Many suspected it wouldn’t survive but today Minerva battles on.


The past 18 months have seen the developer subjected to two failed takeover bids and require a seemingly impossible renegotiation of £800m in borrowings at a time when the debt markets were all but closed.


Most undignified of all, its share price, which in summer 2008 comfortably exceeded 120p, imploded, touching just 5p a year ago.


After its results this week, that much overused word “resurrection” was being bandied about. But this time with some justification.


Minerva’s net asset value per share rose to 102p by the end of last year; its portfolio posted an 11% rise in its value, while its trading and investment assets recorded even greater valuation increases. And dignity has been restored to the company’s shares, the price of which rose to 82p after the results announcement.


So was it luck or judgment that took it there? Speaking to Estates Gazette this week (p58), Minerva’s top management team claim credit for the turnaround. “Sheer hard graft”, is chief executive Salmaan Hasan’s explanation.


Hasan is right to claim some credit. But he has been fortunate, as well as blessed with foresight.


As the industry’s fortunes have recovered, Hasan finds himself holding the right kind of assets. With two City office blocks ready to let at a time of dwindling supply and improved sentiment, the developer is nicely positioned for the upturn.


It’s been a life-threatening ride to get to a position of relative safety, so it comes as little surprise that Hasan will not expose Minerva to developments on the scale of St Botolphs or the Walbrook again. Risks on this scale will be shared.


As a former property banker, he won’t want to stare into the abyss for a second time.



What price regeneration in a spending squeeze?


Today, more than ever, there is a need to ask fundamental questions about how regeneration can continue to exist in an era when public sector spending will be squeezed until the pips squeak.


Thankfully, this week’s British Urban Regeneration Association conference sought to do just that. Politicians from the three main parties made cases of varying persuasiveness about how a government of only their hue could ensure the regeneration of Britain’s crumbling town centres stayed on course.
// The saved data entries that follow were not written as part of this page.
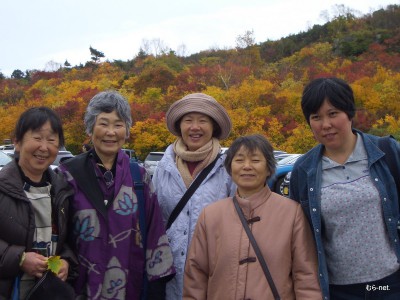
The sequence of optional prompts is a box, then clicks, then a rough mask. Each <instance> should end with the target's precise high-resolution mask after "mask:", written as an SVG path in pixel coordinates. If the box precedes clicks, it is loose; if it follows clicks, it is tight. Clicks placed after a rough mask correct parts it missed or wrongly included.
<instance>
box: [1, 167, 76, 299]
mask: <svg viewBox="0 0 400 300" xmlns="http://www.w3.org/2000/svg"><path fill="white" fill-rule="evenodd" d="M48 172H49V174H50V178H51V179H50V181H51V185H52V187H51V199H52V200H51V201H52V211H53V213H54V218H55V220H56V225H57V226H58V232H59V239H58V242H57V249H56V254H57V255H60V256H61V258H63V259H66V260H67V261H68V262H69V264H70V268H69V273H68V279H72V278H73V277H75V276H76V271H75V270H76V268H77V264H78V262H77V259H76V257H75V255H74V254H73V252H72V251H71V249H70V248H69V247H68V246H67V245H66V243H65V242H66V239H67V222H68V206H69V200H68V198H69V197H71V196H72V195H73V191H72V189H71V188H70V187H69V185H68V184H67V183H66V182H65V181H64V180H63V178H62V177H61V176H60V175H58V174H56V173H55V172H53V171H52V170H51V169H50V168H49V170H48ZM23 185H24V182H23V180H22V178H21V174H20V172H19V170H18V166H17V162H16V161H15V160H13V161H12V162H10V163H9V164H7V165H6V166H5V167H4V168H3V169H2V170H1V171H0V300H1V299H9V298H10V297H11V292H12V286H13V282H14V280H15V277H16V276H17V275H18V274H19V273H20V271H21V269H20V267H19V262H20V259H21V255H22V253H23V252H24V251H30V250H31V248H32V243H33V235H34V231H35V216H34V211H33V209H32V205H31V203H30V201H29V199H28V198H27V197H26V195H25V192H24V190H23Z"/></svg>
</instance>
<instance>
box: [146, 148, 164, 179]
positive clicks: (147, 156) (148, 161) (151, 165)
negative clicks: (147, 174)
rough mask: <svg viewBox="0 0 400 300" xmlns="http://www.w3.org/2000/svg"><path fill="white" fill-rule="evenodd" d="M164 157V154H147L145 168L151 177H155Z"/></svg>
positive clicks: (161, 153) (149, 153) (157, 153)
mask: <svg viewBox="0 0 400 300" xmlns="http://www.w3.org/2000/svg"><path fill="white" fill-rule="evenodd" d="M163 156H164V152H150V153H149V154H147V156H146V159H145V160H144V167H145V168H146V170H147V173H149V175H150V176H151V177H153V174H154V171H155V169H156V167H157V165H158V162H159V161H160V160H161V158H162V157H163Z"/></svg>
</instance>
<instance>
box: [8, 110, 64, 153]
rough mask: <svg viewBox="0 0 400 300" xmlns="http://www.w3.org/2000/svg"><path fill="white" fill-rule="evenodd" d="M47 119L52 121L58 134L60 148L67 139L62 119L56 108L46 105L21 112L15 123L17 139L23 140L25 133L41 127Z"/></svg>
mask: <svg viewBox="0 0 400 300" xmlns="http://www.w3.org/2000/svg"><path fill="white" fill-rule="evenodd" d="M47 121H49V122H50V126H51V129H52V130H53V131H54V132H55V133H56V134H58V139H59V145H58V146H59V148H61V147H63V146H64V143H65V141H64V132H63V128H62V122H61V119H60V117H59V116H58V115H57V114H56V112H55V111H54V110H52V109H51V108H49V107H46V106H39V107H32V108H29V109H27V110H26V111H24V112H23V113H22V114H21V116H20V117H19V119H18V121H17V124H16V125H15V130H14V138H15V140H16V141H17V142H20V141H22V139H23V138H24V135H25V133H27V132H28V131H29V130H32V131H34V130H37V129H40V128H41V127H42V126H43V125H44V124H45V123H46V122H47Z"/></svg>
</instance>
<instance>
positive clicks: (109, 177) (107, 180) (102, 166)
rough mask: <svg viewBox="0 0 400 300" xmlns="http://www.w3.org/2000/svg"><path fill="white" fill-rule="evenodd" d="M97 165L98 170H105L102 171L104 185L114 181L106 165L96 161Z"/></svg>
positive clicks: (109, 183)
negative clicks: (101, 163)
mask: <svg viewBox="0 0 400 300" xmlns="http://www.w3.org/2000/svg"><path fill="white" fill-rule="evenodd" d="M97 165H98V166H99V167H100V170H106V171H105V172H104V173H103V178H104V181H105V182H106V185H107V186H110V185H111V184H113V182H114V175H113V173H112V172H111V171H110V170H107V169H106V167H105V166H104V165H103V164H99V163H98V164H97Z"/></svg>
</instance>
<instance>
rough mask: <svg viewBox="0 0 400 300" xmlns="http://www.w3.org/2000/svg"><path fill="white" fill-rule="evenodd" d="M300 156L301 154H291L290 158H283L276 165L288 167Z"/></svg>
mask: <svg viewBox="0 0 400 300" xmlns="http://www.w3.org/2000/svg"><path fill="white" fill-rule="evenodd" d="M300 156H301V154H291V155H290V156H287V157H285V158H282V159H281V160H280V161H279V162H278V165H290V164H294V163H295V162H296V160H297V159H298V158H299V157H300Z"/></svg>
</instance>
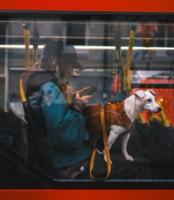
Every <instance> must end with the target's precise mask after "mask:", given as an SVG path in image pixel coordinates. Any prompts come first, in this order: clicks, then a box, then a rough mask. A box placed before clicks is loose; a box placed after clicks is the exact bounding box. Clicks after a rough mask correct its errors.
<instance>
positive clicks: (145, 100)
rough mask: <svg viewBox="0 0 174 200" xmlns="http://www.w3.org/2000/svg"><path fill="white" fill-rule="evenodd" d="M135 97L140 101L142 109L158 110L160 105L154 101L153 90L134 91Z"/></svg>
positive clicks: (158, 109)
mask: <svg viewBox="0 0 174 200" xmlns="http://www.w3.org/2000/svg"><path fill="white" fill-rule="evenodd" d="M135 96H136V98H138V100H139V101H140V104H141V106H142V109H143V110H149V111H151V112H160V111H161V108H160V105H159V104H158V103H157V102H156V100H155V96H156V93H155V92H154V91H153V90H146V91H144V90H139V91H137V92H135Z"/></svg>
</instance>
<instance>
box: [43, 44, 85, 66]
mask: <svg viewBox="0 0 174 200" xmlns="http://www.w3.org/2000/svg"><path fill="white" fill-rule="evenodd" d="M49 57H56V58H58V59H59V58H61V57H64V58H65V59H66V60H67V61H69V62H70V63H71V64H72V65H73V66H74V67H76V68H79V69H83V67H82V66H81V64H80V63H79V62H78V60H77V53H76V50H75V48H74V47H73V46H64V45H63V41H49V42H48V43H47V44H46V45H45V47H44V50H43V58H44V59H49Z"/></svg>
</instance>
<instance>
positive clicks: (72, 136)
mask: <svg viewBox="0 0 174 200" xmlns="http://www.w3.org/2000/svg"><path fill="white" fill-rule="evenodd" d="M74 67H76V68H80V67H81V66H80V65H79V63H78V62H77V54H76V51H75V49H74V47H73V46H63V43H62V42H61V41H51V42H49V43H47V44H46V46H45V48H44V50H43V56H42V59H41V68H42V69H44V70H48V71H51V72H52V73H54V75H55V76H56V77H57V81H58V82H57V83H55V81H46V82H44V83H43V84H42V85H41V86H40V87H39V90H38V91H37V92H34V93H33V94H31V95H30V97H29V101H30V105H31V106H32V107H35V106H37V105H38V104H40V105H41V109H42V113H43V117H44V120H45V125H46V129H47V135H48V145H47V149H48V152H49V155H50V158H51V162H52V164H53V166H54V168H56V169H57V170H58V171H59V174H60V177H61V178H75V177H77V176H78V175H79V174H81V173H83V171H85V168H86V166H87V165H88V161H89V156H90V148H89V145H88V143H87V141H86V137H87V132H86V128H85V121H84V117H83V114H82V110H83V108H84V106H85V105H86V104H87V103H88V100H89V98H90V97H91V96H83V97H80V96H79V94H78V93H73V92H72V88H71V86H70V83H69V81H70V80H71V78H72V74H73V69H74ZM40 99H41V101H40ZM58 178H59V177H58Z"/></svg>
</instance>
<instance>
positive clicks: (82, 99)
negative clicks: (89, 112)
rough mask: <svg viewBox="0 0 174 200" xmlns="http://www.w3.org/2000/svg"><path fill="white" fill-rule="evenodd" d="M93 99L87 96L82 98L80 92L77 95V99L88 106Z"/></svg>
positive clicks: (85, 95) (91, 95) (87, 95)
mask: <svg viewBox="0 0 174 200" xmlns="http://www.w3.org/2000/svg"><path fill="white" fill-rule="evenodd" d="M91 97H92V95H85V96H82V97H81V96H80V95H79V93H78V92H77V93H76V99H77V100H81V101H82V102H83V103H84V104H87V103H88V102H89V99H90V98H91Z"/></svg>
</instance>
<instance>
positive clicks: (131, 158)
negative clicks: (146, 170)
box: [122, 133, 134, 161]
mask: <svg viewBox="0 0 174 200" xmlns="http://www.w3.org/2000/svg"><path fill="white" fill-rule="evenodd" d="M129 138H130V133H127V134H126V135H125V136H124V138H123V144H122V152H123V155H124V157H125V159H126V160H129V161H133V160H134V159H133V158H132V156H130V155H129V154H128V152H127V144H128V141H129Z"/></svg>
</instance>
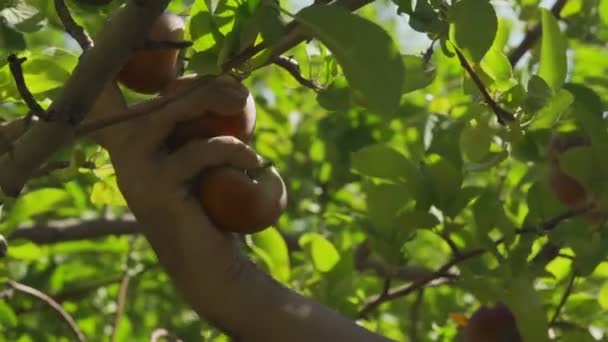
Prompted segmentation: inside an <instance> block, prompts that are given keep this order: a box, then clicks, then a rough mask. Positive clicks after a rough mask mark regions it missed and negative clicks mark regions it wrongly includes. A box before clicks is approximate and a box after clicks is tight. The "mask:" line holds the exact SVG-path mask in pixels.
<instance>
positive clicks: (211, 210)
mask: <svg viewBox="0 0 608 342" xmlns="http://www.w3.org/2000/svg"><path fill="white" fill-rule="evenodd" d="M198 191H199V194H200V199H201V202H202V205H203V209H204V210H205V213H206V214H207V215H208V216H209V219H210V220H211V222H213V223H214V224H215V225H216V226H217V227H218V229H220V230H222V231H226V232H233V233H240V234H252V233H256V232H259V231H262V230H264V229H266V228H267V227H268V226H271V225H273V224H274V223H275V222H276V221H277V220H278V218H279V216H280V215H281V213H282V212H283V210H284V209H285V206H286V204H287V190H286V188H285V183H284V182H283V180H282V179H281V176H280V175H279V173H278V171H277V170H276V169H275V168H274V167H272V166H268V165H265V166H260V167H258V168H257V169H254V170H240V169H237V168H234V167H230V166H220V167H216V168H212V169H208V170H205V171H203V173H202V174H201V177H200V182H199V185H198Z"/></svg>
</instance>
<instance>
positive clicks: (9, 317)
mask: <svg viewBox="0 0 608 342" xmlns="http://www.w3.org/2000/svg"><path fill="white" fill-rule="evenodd" d="M16 326H17V315H16V314H15V311H13V309H12V308H11V307H10V306H9V305H8V304H7V302H5V301H0V330H3V329H6V328H14V327H16Z"/></svg>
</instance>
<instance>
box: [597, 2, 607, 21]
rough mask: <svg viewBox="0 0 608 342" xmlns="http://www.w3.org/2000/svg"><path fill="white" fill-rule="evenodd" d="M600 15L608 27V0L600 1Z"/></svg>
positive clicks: (598, 6)
mask: <svg viewBox="0 0 608 342" xmlns="http://www.w3.org/2000/svg"><path fill="white" fill-rule="evenodd" d="M598 13H599V14H600V18H601V19H602V21H603V22H604V24H605V25H606V26H608V0H600V4H599V6H598Z"/></svg>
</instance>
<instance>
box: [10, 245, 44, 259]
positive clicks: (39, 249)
mask: <svg viewBox="0 0 608 342" xmlns="http://www.w3.org/2000/svg"><path fill="white" fill-rule="evenodd" d="M8 255H9V256H10V257H11V258H13V259H17V260H22V261H38V260H40V258H41V257H42V250H41V249H40V247H38V246H36V245H35V244H34V243H31V242H27V243H24V244H12V245H11V248H10V249H9V250H8Z"/></svg>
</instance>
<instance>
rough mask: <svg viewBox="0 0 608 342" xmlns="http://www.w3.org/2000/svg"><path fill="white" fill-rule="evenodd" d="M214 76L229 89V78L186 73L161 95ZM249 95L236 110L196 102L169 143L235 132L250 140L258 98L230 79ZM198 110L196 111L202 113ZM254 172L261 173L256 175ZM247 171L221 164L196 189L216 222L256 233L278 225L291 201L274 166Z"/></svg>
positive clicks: (230, 231) (240, 232) (179, 125)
But politicians will have only limited influence in this area. As Peter Damesick, CB Richard Ellis’s head of UK research, rightly pointed out, the private sector recession is only just becoming a public sector one, with the credit squeeze set to become a spending squeeze.


Policy-wise, the best that can be hoped for from politicians in this climate is that they “first do no harm” and then focus on removing hurdles to regeneration. The rest falls to the markets. Winners and losers in a private sector-led initiative are inevitable – so no change there from public sector-led regeneration.


But more than anything it is how urban renewal will be financed that presents the biggest challenge in the years and decades to come.


New models are desperately needed. And it can’t be left to politicians to come up with those.